Économie

La Banque européenne investit 800 millions d’euros au Maroc… Un expert : l’économie a besoin de financements étrangers

Adil Chikhi, Directeur Régional Afrique pour l’Industrie, le Commerce et les Industries Agricoles à la Banque Européenne pour la Reconstruction et le Développement (BERD), a révélé qu’il est prévu que les investissements de la banque atteignent 800 millions d’euros cette année, établissant ainsi un record.

Lors d’une interview avec l’organisation « Al-Sharq », Chikhi a déclaré que la BERD vise à soutenir les projets économiques qui visent à réaliser une plus grande durabilité, en répondant à 60 % de ces projets, en accompagnant et en stimulant les investisseurs dans cette direction. Il a souligné que « le soutien fourni par la banque européenne ne se concentre pas sur des secteurs spécifiques, tout en prenant en compte les besoins de l’économie et en travaillant à les soutenir ».

Commentant ce sujet, Rachid Aourraz, chercheur à l’Institut Marocain d’Analyse des Politiques, a expliqué que les rendements des investissements publics restent très faibles, tant en termes d’emploi que de création de croissance, comme l’ont confirmé plusieurs études. Cela s’ajoute à la limitation de l’investissement privé au Maroc en raison de la faiblesse du secteur privé.

Par conséquent, recourir aux investissements étrangers directs est une priorité majeure, a confirmé le chercheur, nécessitant toutes les réformes institutionnelles nécessaires pour attirer davantage de financements et d’investissements étrangers, en particulier ceux axés sur l’industrie et les secteurs à haute valeur ajoutée.

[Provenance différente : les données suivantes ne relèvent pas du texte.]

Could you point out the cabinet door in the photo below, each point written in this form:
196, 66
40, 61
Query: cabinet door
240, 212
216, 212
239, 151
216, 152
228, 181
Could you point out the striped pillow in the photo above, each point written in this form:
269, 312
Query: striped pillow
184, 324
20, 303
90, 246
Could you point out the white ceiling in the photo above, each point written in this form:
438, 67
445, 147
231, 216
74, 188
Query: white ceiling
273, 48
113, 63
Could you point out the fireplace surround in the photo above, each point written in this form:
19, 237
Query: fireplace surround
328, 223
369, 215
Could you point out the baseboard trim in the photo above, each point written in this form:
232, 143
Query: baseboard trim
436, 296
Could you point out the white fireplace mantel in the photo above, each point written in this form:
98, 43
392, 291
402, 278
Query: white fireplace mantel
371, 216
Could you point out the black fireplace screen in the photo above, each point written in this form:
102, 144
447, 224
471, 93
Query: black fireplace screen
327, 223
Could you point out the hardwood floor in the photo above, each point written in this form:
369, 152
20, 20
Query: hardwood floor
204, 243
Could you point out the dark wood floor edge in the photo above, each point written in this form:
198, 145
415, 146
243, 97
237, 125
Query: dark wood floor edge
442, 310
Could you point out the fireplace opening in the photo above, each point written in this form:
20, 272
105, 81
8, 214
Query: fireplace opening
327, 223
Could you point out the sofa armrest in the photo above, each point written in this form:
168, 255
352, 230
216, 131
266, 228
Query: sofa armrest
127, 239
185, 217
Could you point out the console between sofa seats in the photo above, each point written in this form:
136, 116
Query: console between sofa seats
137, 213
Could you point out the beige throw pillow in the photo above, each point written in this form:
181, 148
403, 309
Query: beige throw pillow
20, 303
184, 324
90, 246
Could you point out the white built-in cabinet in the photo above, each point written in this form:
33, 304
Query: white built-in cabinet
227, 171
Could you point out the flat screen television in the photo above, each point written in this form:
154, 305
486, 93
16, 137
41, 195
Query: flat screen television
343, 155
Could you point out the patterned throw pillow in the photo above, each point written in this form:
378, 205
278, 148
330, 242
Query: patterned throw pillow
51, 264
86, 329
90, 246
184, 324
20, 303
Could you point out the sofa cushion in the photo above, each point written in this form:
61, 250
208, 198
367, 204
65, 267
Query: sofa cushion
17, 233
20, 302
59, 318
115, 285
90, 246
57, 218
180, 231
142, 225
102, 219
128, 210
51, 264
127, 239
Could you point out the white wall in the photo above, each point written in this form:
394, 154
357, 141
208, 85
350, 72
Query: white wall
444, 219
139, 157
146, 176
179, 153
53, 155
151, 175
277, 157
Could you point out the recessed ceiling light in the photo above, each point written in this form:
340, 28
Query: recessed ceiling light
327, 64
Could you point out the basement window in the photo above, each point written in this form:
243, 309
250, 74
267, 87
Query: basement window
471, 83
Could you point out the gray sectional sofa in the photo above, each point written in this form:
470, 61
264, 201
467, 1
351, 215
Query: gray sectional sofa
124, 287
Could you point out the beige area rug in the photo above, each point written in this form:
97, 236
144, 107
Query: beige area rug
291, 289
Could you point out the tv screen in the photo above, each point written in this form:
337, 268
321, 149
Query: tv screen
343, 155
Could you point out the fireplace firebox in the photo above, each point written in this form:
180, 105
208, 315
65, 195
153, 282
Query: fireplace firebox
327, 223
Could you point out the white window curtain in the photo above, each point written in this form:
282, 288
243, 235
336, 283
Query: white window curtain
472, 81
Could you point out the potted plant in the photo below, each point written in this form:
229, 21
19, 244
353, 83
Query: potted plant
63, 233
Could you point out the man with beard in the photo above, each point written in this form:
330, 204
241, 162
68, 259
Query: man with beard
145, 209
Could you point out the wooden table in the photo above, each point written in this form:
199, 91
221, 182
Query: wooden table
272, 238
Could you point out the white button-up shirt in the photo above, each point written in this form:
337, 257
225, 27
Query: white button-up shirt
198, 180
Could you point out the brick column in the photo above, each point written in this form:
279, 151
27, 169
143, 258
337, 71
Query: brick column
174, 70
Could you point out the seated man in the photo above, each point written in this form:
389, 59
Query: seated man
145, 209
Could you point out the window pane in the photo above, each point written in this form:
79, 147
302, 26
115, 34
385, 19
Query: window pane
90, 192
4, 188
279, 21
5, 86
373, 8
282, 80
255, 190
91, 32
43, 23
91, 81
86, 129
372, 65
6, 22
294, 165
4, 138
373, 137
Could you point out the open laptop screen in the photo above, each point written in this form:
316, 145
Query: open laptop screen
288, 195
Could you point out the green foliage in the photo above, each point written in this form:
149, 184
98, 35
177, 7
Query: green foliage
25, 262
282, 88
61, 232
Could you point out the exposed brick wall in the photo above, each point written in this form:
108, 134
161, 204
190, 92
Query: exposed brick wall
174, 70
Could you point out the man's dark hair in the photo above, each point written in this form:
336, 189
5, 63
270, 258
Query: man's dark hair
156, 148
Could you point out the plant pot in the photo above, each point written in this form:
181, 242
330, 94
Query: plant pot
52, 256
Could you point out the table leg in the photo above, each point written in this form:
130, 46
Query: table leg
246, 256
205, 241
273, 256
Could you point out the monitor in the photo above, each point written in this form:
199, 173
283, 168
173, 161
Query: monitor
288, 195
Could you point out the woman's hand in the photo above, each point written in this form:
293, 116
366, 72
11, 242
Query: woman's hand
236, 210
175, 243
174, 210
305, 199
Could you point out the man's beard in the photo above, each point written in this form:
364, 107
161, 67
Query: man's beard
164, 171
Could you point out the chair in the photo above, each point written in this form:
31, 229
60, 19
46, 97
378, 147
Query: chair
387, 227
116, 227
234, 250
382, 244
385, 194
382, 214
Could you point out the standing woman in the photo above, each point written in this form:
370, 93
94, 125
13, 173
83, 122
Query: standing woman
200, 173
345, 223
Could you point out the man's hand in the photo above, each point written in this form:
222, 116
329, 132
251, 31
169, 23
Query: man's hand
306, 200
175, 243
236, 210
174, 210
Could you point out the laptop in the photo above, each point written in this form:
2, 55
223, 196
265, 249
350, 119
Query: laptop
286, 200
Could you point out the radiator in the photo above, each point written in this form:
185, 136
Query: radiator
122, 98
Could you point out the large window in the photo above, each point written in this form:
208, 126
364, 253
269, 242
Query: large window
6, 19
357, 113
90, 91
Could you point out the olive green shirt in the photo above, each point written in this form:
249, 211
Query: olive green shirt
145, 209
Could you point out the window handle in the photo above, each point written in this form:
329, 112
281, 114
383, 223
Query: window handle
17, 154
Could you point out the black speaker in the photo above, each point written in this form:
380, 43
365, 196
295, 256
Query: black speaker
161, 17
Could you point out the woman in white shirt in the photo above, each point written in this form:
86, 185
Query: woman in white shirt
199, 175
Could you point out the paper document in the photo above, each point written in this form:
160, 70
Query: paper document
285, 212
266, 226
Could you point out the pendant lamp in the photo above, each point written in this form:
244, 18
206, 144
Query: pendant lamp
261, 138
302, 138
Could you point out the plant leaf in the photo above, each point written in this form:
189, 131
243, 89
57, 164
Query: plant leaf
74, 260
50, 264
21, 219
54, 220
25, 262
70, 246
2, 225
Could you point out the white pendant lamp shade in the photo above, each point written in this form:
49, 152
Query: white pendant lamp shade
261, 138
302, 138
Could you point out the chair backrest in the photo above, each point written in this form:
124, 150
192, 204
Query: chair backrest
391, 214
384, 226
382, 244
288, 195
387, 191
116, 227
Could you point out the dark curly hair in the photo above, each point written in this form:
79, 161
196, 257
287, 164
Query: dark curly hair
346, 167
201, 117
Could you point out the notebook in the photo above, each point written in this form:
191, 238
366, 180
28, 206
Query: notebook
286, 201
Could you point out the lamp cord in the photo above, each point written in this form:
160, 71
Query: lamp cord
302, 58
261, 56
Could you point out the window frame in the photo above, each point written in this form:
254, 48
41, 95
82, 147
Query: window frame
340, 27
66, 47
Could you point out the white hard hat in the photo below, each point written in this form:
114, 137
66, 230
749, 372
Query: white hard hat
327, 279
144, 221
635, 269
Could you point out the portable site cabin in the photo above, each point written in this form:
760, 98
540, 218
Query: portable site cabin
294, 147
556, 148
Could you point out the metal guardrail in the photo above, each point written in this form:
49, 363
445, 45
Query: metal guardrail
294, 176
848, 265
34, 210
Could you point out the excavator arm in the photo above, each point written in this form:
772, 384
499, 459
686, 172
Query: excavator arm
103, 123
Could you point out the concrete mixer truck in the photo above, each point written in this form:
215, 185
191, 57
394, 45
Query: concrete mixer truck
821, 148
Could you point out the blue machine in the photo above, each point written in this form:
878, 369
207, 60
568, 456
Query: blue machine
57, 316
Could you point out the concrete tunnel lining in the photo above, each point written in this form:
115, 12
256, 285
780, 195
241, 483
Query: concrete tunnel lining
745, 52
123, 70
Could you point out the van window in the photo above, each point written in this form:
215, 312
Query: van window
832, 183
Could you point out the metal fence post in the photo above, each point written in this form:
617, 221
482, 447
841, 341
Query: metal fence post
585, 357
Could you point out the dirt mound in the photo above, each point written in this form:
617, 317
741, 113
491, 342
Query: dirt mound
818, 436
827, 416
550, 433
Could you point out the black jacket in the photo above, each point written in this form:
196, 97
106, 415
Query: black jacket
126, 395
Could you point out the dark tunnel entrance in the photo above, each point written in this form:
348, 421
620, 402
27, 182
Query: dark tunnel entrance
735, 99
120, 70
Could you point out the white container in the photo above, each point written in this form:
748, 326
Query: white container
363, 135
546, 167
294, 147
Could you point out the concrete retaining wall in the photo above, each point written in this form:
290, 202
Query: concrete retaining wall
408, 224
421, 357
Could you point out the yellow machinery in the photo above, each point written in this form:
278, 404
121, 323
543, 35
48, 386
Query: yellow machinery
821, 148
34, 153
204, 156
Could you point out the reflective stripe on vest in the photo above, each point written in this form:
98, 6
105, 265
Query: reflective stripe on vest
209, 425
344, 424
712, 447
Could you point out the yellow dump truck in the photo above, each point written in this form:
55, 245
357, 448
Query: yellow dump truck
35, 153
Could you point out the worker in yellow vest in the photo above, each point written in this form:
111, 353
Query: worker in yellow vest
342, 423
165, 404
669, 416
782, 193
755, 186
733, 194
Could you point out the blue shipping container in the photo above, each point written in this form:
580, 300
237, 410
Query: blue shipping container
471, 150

Aourraz a considéré que « l’investissement étranger direct est l’un des principaux moteurs de la croissance, car il aide à créer des emplois et contribue au développement général de l’économie ».

Adil Chikhi a déclaré qu’« il est prévu de financer deux grands projets dans le domaine des énergies renouvelables et du dessalement de l’eau de mer avant la fin de l’année en cours, ce qui portera le volume total des investissements annuels à 800 millions d’euros ».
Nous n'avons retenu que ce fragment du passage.